For open source messengers, you can check whether they actually encrypt your messages and whether the server has access to your encryption keys but what about WhatsApp? Since it’s not open source, you can’t be sure that the encryption keys aren’t sent to the server, right? Has there been a case where a government was able to access WhatsApp chats without reading them from the phone itself?
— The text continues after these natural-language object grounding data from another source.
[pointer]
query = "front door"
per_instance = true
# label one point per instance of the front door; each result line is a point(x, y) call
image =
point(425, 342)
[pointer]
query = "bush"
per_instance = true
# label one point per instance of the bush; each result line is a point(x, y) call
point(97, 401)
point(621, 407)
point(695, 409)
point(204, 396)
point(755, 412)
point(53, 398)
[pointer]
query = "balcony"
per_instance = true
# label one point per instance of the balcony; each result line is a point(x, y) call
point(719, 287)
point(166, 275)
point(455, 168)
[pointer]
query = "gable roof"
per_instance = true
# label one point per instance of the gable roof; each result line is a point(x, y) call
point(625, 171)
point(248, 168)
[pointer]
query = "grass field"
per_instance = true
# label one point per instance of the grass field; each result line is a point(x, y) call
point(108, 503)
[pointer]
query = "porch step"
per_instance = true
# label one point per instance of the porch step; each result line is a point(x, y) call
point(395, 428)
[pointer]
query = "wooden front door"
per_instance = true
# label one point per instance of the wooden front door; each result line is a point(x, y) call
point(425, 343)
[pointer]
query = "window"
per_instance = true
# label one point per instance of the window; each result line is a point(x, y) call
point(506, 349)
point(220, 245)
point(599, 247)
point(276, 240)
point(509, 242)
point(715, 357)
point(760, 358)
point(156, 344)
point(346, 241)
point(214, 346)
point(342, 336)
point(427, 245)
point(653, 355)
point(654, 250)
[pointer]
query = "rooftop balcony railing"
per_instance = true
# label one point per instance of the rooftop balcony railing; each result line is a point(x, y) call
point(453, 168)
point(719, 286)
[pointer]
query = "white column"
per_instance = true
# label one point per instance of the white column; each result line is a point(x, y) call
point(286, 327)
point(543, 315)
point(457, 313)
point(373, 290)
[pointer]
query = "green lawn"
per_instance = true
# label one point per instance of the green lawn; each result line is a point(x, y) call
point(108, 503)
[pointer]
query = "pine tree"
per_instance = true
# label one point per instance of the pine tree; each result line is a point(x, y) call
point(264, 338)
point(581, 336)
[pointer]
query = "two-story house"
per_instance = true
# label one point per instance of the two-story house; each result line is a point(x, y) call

It’s not enough to have it be E2E-encrypted; E2E means nothing if the decryption keys are not stored locally.
And aren’t they?
They are not.
As far as I know the private keys are kept on the device and the app generates them. That’s how Signal protocol works afaik. Do you have something to show that it’s not the case for WhatsApp since stuff I searched for seemed to claim that’s the case.
So, I looked it up and according to the official Whatsapp FAQ, the keys are indeed stored locally.
Still, considering WhatsApp is owned by Facebook, I wouldn’t trust them. Their whole business model has always been about harvesting as much data as they can. I wouldn’t be surprised if this turns out to be a total lie.
For sure they’re not trustworthy and can’t really verify either since it’s proprietary app. But I mean more that unless they’ve specifically made some changes, the keys are stored locally. And afaik we don’t really know of cases proving that they are lying about that.
Fair enough, I guess. Still, in my honest opinion, it’s not worth it. They’ve already long since betrayed my trust, so they could say the sky is blue and I still wouldn’t trust them. Lol.